A scientific method designed to discover the functional relation between behavior and the variables that control it.
This is the lab science part of behavior analysis—tight control, discovery.
What is learning?
The acquisition, maintenance, and change of an organism’s behavior as a result of lifetime events.
Learning changes behavior—use this to track growth or therapy progress.
What is operant behavior?
Behavior that operates on the environment to produce a change, effect, or consequence.
Operant = active. The learner does something to get a result.
What is operant conditioning?
A type of learning where behavior is controlled by its consequences, such as reinforcement or punishment, which influences the likelihood of the behavior being repeated.

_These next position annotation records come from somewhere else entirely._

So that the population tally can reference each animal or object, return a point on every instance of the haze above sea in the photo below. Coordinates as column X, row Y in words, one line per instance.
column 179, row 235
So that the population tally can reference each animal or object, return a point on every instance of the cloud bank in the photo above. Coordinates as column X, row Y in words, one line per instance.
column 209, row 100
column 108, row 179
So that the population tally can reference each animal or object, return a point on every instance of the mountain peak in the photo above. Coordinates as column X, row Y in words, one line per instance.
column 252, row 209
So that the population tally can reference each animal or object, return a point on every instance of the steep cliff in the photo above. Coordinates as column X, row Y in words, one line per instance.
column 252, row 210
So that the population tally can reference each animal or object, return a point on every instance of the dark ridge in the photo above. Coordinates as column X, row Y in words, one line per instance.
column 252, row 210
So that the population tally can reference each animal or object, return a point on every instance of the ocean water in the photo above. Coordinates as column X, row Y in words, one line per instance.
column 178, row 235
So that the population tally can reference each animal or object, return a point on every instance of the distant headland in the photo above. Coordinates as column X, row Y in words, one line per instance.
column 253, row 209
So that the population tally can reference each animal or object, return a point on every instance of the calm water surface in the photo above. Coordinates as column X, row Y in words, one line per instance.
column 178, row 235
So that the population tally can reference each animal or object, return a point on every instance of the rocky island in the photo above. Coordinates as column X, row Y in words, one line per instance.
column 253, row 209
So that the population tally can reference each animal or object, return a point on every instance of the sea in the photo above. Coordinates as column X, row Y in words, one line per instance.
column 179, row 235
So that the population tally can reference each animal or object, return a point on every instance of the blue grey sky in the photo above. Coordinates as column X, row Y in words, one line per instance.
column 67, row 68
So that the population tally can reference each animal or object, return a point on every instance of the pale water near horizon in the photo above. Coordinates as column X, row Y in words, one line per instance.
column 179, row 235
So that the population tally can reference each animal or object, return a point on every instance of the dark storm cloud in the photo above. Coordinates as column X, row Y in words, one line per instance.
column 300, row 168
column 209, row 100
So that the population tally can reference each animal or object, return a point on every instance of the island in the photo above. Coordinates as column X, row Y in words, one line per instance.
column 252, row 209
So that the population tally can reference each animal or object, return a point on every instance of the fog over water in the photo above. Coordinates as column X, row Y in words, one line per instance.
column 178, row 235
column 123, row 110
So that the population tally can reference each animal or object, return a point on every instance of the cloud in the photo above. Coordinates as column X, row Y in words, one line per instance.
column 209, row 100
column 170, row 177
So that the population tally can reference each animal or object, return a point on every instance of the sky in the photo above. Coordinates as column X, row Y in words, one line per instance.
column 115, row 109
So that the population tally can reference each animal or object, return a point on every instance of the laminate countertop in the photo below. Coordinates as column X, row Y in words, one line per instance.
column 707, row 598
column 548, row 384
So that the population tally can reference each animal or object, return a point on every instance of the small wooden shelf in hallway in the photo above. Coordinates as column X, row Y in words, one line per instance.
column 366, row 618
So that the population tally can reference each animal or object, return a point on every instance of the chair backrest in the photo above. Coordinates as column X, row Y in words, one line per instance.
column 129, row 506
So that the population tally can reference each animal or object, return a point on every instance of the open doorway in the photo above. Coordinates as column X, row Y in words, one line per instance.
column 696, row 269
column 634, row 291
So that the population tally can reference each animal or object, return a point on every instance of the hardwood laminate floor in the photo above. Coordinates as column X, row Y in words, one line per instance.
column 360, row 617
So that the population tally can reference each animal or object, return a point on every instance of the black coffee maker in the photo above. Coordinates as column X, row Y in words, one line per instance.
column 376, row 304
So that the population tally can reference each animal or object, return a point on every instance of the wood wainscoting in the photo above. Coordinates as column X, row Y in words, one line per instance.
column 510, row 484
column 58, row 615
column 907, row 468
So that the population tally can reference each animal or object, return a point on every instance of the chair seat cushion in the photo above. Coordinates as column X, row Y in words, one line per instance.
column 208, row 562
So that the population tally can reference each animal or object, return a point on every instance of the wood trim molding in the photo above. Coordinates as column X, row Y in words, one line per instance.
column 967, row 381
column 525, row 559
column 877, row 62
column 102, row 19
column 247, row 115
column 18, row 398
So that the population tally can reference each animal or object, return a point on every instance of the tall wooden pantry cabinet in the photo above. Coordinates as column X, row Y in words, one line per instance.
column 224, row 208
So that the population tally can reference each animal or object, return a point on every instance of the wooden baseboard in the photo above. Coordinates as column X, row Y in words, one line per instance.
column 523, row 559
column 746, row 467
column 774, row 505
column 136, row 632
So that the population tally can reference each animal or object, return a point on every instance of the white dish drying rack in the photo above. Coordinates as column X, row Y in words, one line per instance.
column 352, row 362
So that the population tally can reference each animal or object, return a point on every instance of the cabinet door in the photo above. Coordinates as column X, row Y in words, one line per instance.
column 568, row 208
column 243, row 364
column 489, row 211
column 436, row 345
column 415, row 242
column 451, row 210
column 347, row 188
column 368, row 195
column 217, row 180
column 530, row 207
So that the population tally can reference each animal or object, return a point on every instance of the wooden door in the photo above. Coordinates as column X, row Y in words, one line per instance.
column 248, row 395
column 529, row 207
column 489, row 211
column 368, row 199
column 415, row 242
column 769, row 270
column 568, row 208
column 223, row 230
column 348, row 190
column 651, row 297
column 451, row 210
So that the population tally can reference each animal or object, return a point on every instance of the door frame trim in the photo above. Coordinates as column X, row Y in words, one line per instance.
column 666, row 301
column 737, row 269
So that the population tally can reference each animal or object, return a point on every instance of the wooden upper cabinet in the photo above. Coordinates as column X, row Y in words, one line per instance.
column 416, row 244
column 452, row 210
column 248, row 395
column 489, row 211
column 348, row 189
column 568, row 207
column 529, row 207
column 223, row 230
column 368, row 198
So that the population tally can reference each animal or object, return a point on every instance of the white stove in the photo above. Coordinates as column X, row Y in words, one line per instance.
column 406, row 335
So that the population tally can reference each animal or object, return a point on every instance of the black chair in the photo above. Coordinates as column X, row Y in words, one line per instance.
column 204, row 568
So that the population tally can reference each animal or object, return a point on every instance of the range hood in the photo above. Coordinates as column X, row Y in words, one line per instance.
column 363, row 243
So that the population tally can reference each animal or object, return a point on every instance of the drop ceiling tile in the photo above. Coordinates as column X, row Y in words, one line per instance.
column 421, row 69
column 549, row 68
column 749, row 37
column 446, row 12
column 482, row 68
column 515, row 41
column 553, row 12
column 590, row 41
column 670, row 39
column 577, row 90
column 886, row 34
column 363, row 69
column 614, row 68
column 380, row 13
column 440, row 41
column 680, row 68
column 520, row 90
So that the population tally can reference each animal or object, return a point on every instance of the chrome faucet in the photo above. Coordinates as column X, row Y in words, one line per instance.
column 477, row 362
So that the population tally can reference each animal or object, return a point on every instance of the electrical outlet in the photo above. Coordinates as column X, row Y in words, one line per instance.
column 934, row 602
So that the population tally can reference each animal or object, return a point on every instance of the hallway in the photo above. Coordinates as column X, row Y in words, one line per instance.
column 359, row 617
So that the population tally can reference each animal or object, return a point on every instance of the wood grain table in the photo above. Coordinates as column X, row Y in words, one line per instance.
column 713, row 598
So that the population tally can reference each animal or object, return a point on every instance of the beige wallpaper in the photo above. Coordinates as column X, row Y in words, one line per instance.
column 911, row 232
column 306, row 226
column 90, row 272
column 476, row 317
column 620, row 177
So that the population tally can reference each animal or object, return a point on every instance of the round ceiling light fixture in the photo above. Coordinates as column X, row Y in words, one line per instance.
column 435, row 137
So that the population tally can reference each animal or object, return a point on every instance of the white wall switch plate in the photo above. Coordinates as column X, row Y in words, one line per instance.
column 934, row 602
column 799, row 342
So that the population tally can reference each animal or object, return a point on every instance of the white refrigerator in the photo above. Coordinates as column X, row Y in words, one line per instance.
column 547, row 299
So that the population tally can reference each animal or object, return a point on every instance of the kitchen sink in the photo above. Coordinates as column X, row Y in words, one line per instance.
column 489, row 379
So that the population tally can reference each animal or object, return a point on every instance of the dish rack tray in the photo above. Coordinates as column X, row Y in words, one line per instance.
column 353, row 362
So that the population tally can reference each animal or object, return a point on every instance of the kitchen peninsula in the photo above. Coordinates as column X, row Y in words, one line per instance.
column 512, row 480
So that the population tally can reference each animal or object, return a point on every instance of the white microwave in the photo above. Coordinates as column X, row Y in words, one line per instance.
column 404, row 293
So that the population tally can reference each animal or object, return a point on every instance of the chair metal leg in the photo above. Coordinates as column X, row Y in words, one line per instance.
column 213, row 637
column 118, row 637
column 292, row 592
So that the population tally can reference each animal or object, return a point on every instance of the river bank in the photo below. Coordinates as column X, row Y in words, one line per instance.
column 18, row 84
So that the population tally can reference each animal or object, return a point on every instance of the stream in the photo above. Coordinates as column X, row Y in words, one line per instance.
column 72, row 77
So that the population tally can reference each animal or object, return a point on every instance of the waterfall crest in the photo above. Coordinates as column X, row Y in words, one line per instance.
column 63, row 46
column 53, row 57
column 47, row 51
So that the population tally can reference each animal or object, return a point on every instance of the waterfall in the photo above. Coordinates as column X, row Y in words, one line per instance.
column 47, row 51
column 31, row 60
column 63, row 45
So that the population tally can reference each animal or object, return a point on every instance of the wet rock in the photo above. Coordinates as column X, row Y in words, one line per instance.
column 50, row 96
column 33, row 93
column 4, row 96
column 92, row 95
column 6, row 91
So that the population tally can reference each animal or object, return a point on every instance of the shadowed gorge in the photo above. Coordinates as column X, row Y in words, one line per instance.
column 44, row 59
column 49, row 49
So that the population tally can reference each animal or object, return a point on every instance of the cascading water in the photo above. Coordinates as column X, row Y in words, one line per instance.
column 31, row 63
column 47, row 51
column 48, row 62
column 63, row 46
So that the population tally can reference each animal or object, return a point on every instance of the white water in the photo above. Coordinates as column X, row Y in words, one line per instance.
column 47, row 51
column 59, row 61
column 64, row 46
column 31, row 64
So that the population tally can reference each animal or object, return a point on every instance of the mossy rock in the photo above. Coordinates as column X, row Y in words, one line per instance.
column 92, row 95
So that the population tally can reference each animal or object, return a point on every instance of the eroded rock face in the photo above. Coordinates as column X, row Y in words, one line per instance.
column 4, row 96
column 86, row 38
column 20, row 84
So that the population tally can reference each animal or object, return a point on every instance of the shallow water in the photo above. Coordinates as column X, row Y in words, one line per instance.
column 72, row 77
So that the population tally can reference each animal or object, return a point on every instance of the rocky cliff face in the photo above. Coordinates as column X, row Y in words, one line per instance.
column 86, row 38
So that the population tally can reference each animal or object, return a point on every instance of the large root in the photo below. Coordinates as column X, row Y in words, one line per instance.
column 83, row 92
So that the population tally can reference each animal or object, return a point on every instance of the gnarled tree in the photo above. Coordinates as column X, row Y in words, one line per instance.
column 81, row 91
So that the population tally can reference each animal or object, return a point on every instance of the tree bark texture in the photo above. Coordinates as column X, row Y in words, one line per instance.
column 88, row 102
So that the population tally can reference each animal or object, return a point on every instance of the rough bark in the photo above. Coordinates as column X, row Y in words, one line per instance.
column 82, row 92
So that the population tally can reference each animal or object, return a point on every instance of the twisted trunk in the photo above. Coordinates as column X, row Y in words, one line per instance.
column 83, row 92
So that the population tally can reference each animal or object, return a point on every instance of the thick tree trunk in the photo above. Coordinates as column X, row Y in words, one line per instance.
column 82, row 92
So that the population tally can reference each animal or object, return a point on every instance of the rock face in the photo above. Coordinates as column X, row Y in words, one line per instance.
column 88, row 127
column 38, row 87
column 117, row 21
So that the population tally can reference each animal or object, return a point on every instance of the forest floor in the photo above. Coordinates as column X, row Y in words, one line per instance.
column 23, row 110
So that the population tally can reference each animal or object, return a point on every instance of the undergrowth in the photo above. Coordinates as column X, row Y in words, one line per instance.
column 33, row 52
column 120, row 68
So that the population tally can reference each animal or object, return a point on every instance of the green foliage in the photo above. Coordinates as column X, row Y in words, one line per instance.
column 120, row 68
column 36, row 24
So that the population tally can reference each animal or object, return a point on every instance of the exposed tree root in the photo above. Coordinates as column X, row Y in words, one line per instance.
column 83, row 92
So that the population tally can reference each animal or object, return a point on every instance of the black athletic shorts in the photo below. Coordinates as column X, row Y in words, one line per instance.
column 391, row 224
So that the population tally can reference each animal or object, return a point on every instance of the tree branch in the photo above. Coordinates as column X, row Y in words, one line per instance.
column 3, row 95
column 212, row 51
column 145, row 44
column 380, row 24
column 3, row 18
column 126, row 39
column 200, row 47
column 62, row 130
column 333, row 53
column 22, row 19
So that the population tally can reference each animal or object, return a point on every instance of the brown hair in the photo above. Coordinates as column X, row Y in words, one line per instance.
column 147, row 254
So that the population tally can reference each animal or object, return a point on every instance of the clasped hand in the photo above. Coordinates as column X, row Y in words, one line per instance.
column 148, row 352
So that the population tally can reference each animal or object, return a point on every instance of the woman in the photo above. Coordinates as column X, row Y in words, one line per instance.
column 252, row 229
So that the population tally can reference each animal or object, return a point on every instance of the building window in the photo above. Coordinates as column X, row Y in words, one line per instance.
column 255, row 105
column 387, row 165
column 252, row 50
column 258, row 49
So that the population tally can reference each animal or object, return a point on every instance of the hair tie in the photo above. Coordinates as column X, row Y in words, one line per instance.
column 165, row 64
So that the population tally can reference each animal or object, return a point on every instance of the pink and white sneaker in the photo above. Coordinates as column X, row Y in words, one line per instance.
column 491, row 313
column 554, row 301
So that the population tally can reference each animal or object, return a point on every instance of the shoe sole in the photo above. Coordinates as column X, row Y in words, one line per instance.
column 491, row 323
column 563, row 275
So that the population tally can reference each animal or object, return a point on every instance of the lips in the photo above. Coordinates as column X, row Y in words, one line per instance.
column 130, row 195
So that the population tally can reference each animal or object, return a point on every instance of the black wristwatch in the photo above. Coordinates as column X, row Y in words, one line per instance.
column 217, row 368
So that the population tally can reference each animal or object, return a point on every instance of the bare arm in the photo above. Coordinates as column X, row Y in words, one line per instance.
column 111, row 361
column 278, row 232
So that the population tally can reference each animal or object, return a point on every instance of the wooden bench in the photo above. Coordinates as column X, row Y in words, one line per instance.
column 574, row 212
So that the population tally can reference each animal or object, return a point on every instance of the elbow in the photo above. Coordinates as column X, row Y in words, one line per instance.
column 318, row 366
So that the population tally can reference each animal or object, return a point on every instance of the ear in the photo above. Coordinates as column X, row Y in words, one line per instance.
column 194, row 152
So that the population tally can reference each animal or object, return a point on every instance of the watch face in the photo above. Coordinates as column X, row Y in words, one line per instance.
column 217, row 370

Think of operant like ‘operator’—you operate on the environment to get results.
What is private behavior?
Behavior that is only accessible to the person who emits it.
Private means internal—like thoughts or feelings, only the person can observe them.
What is a reflex?
When an unconditioned stimulus elicits an unconditioned response (US -> UR), the relationship is called a reflex.
Think knee-jerk—automatic, unlearned response.
What is respondent behavior?
Behavior that is elicited by a specific stimulus.
This is involuntary behavior—triggered by something, like fear from a loud noise.
What is respondent conditioning?
Occurs when an organism responds to a new event based on a history of pairing with a biologically important stimulus.
Associate two stimuli—like lightning and thunder making someone flinch at just lightning.
What does ‘selection by consequences’ mean?
The principle that behavior is shaped and maintained by its consequences, affecting future behavior patterns.
Behaviors survive like species—only useful ones stick around.
What is trial-and-error learning?
A term coined by Thorndike to describe results from his puzzle box and maze learning experiments.
Like figuring out a puzzle—you learn by trying and seeing what works.
What is A-B-A-B reversal design?
The most basic single-subject research design, illustrating how specific features of the environment regulate an organism’s behavior.
Think baseline-treatment-baseline-treatment—used to show if intervention works.
What is a baseline in an experiment?
The phase of an experiment or intervention in which the behavior is measured in the absence of an intervention.
Think of it as the ‘before’ picture in an experiment—no treatment yet.
What is the contingency of reinforcement?
The relationship between the occasion, the operant class, and the consequences that follow the behavior.
If-then statement: if behavior, then consequence.
What is the three-term contingency?
The basic unit of analysis in behavior analysis, consisting of three components: the Discriminative Stimulus (SD), the Behavior (R), and the Consequence (Sr).
SD → behavior → consequence. Classic behavior chain.
What is a dependent variable?
The variable that is measured in an experiment, commonly called an effect.
What you measure—did the behavior change?
What is a discriminative stimulus (SD)?
An event or stimulus that precedes an operant and sets the occasion for operant behavior.
It signals when a behavior will lead to reinforcement, like a green light tells you to go.
What does ‘emitted’ mean in behavior?
A term used to describe operant behavior that occurs at some probability in the presence of a discriminative stimulus (SD) but is not directly triggered or forced by it.
Emitted = voluntary behavior that ‘comes out’ without being forced.
What is the environment in behavior analysis?
All of the events and stimuli that affect the behavior of an organism, including events ‘inside the skin’ like thinking, hormonal changes, and pain stimulation.
Environment includes inner and outer experiences affecting behavior.
What is an establishing operation?
Any change in the environment that alters the effectiveness of some stimulus or event as reinforcement and simultaneously alters the momentary frequency of the behavior that has been followed by that reinforcement.
Changes what we want—like thirst making water more reinforcing.